Without the valuation cap, the seed investors end up with an ever diminishing share of the company as the valuation increases. The effect of the cap is that the convertible note investors are guaranteed a certain share of the company, even if you get a Foursquare valuation.

That minimum share is: (1 – [series A investor ownership] ) * [amount raised on conv note] / [valuation cap]. (The first factor takes into account the Series A dilution.) In this example, the note will convert into a minimum of (1–0.3) * $0.5m / $4m = 8.75% of the company’s shares.

2. What effective discount are the convertible note investors getting relative to the Series A investors?

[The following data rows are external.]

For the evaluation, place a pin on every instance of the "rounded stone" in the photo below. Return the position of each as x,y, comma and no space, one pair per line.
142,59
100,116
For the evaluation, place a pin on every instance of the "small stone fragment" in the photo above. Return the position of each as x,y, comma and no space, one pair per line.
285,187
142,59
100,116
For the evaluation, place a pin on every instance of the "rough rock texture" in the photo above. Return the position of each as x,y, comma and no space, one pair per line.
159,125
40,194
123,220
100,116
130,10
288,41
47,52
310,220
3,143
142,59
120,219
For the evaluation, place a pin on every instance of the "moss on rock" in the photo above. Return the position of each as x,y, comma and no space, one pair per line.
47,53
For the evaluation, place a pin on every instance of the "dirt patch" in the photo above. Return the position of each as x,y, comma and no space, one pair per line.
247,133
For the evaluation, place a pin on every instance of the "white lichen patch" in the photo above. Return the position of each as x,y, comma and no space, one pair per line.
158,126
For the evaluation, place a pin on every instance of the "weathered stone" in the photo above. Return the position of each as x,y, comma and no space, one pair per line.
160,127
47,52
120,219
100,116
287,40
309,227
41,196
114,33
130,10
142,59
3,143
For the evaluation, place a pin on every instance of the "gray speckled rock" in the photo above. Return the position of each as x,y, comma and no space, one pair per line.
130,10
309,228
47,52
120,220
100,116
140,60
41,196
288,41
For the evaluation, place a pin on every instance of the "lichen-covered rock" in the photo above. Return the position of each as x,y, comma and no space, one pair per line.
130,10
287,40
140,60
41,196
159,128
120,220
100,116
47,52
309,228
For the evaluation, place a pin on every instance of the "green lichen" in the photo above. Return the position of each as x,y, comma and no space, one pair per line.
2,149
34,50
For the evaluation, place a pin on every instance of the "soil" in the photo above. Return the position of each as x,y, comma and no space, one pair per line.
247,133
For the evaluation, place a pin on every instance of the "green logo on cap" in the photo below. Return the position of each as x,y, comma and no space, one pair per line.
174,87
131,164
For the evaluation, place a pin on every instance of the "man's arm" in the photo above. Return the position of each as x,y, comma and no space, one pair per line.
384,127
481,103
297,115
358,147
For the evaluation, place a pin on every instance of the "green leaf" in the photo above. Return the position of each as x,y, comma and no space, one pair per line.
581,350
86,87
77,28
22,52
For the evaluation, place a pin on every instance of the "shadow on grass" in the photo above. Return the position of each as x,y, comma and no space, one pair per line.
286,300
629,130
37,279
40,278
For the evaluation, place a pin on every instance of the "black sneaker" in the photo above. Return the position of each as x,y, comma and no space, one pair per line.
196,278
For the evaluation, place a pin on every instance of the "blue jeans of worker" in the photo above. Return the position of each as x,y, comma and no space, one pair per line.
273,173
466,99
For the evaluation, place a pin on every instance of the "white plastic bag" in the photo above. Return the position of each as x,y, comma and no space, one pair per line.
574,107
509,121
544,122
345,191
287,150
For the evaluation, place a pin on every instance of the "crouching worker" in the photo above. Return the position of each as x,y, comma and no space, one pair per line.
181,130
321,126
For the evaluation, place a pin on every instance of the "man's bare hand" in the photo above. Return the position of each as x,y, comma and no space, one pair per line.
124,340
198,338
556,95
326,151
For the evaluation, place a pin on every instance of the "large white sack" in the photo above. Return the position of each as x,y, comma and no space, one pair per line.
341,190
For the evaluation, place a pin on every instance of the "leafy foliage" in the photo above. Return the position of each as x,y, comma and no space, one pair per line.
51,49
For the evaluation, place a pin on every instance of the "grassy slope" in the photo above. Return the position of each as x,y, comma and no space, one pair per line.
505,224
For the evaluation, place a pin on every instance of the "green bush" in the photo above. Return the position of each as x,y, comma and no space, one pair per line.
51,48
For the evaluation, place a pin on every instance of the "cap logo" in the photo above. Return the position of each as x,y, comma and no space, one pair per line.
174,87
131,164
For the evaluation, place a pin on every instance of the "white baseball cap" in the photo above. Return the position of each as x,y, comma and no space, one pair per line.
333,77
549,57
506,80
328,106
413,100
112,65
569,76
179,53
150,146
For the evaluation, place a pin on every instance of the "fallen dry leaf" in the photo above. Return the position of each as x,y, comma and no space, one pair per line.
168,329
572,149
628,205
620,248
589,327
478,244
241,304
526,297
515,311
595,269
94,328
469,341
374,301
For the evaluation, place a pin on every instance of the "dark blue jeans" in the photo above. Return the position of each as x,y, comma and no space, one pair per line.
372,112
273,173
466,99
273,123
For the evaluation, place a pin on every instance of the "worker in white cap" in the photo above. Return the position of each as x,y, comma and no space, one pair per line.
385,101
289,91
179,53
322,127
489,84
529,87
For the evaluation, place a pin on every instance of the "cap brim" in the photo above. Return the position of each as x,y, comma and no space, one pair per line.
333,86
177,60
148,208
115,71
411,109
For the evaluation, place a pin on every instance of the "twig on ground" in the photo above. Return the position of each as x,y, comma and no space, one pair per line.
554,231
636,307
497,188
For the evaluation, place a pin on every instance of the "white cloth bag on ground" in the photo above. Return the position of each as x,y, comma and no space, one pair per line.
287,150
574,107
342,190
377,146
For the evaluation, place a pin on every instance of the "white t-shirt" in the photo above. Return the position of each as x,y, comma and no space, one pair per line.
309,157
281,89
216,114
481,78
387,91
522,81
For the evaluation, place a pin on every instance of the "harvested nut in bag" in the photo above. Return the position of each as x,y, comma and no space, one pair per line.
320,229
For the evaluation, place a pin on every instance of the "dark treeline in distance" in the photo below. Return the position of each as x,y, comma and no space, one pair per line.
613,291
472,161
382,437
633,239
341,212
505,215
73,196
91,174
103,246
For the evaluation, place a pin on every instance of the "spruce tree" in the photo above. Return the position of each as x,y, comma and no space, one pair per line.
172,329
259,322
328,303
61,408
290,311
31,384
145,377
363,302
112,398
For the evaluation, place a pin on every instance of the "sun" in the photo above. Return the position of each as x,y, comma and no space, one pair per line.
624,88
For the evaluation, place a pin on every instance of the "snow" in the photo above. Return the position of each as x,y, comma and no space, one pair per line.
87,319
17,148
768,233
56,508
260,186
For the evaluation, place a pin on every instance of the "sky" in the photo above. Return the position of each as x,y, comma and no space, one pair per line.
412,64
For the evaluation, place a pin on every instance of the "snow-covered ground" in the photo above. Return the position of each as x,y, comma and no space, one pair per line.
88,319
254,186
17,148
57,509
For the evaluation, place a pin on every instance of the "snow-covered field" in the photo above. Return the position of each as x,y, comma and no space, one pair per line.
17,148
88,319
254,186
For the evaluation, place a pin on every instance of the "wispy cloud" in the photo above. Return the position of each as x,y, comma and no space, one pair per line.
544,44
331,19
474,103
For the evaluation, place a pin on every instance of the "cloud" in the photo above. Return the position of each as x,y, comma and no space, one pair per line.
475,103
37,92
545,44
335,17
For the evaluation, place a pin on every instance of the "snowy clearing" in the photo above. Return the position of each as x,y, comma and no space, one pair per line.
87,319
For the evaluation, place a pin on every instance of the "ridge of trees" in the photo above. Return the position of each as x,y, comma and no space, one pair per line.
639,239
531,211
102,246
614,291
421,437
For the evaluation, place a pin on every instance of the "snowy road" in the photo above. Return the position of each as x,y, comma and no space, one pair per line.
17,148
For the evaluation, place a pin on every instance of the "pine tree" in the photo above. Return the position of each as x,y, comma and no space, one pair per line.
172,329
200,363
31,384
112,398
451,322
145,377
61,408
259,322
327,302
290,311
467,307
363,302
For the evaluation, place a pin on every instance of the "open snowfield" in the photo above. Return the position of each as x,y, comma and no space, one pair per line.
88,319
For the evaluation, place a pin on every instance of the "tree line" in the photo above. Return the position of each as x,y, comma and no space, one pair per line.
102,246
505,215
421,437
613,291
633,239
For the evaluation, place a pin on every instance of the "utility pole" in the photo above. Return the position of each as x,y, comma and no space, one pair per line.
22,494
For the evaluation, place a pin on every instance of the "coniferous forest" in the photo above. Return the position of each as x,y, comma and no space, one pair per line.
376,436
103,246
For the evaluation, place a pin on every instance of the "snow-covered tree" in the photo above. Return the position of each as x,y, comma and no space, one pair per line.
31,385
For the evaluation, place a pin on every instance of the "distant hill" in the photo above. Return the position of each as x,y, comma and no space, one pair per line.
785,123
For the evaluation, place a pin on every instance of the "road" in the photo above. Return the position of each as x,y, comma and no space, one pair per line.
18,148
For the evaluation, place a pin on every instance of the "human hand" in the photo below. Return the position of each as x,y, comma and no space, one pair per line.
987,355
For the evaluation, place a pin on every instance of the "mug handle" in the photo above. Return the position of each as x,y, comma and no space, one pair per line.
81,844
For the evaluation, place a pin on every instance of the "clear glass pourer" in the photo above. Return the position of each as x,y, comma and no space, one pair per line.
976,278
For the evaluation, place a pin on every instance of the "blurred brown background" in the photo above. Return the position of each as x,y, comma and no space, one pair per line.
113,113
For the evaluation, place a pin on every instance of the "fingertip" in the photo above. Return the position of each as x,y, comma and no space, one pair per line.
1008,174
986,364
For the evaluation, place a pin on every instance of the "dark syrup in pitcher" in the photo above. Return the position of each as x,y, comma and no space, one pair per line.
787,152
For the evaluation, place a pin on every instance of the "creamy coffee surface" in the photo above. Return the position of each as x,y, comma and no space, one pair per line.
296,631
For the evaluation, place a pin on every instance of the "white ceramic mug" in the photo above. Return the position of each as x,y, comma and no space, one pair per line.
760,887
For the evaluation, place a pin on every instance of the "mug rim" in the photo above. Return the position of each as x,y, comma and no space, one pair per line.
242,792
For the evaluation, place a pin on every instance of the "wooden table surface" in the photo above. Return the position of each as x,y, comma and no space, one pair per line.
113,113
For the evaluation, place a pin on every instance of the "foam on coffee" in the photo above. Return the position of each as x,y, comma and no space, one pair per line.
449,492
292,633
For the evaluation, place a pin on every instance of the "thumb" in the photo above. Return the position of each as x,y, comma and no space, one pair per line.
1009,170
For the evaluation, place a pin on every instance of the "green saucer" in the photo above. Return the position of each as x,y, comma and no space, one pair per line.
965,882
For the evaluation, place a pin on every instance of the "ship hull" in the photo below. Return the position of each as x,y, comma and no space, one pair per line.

If you didn’t have a cap, you would simply give a fixed (say 20%) discount when the note converts into shares. But when you have a cap, and your Series A valuation hits the cap, you’re fixing the price for the early investors, while the incoming Series A investors might be paying a lot more per share. So you are effectively giving a greater than 20% discount in that case.

Effective discount on conversion

I find this graph interesting, because it’s basically a measure of “how annoyed the VCs are going to be about the convertible note”. – Imagine you’re at the theatre, and you know that for the same ticket you paid 2 or even 3 times as much as the guy sitting next to you. You would not be happy, because it just doesn’t feel fair. If your valuation goes substantially above the cap, there can be a big difference in share price.

Of course, if your startup is awesome and investors are desperate to be part of your round, this probably won’t be an issue. And of course, maybe such a large discount is entirely fair if your Angel investors add a lot of value beyond the money they put in. But it’s a factor to keep in mind. At least with a graph like this you can start thinking about your numbers usefully.


None of this gives you an immediate answer to the question “what should we write on our convertible note term sheet?”, but at least you should now be able to think about valuation caps from a few different angles.

Disclaimer: neither am I a lawyer nor do I have much experience with this stuff, so my explanation may be horribly flawed or simply wrong. (If you find a mistake, please let me know.)

You can download the Excel spreadsheet which I used to generate these graphs. An interesting alternative way of looking at this would be to assume a fixed Series A amount, and instead work out what happens when you vary the valuation cap. I’ll leave that as an exercise for you, dear reader.

Incidentally, our awesome startup, Rapportive, is raising a seed round at the moment. It’s filling up quickly, so please get in touch soon if you may be interested. The terms may have certain similarities with my example here, or they may not – I couldn’t say. ;-)

Update (11 June 2010): Packed the Excel spreadsheet in a ZIP file to fix download problems.

Update (23 August 2011): Daniel Odio has made this into a Google Docs spreadsheet – you can just fill in your numbers and see the results immediately. Awesome!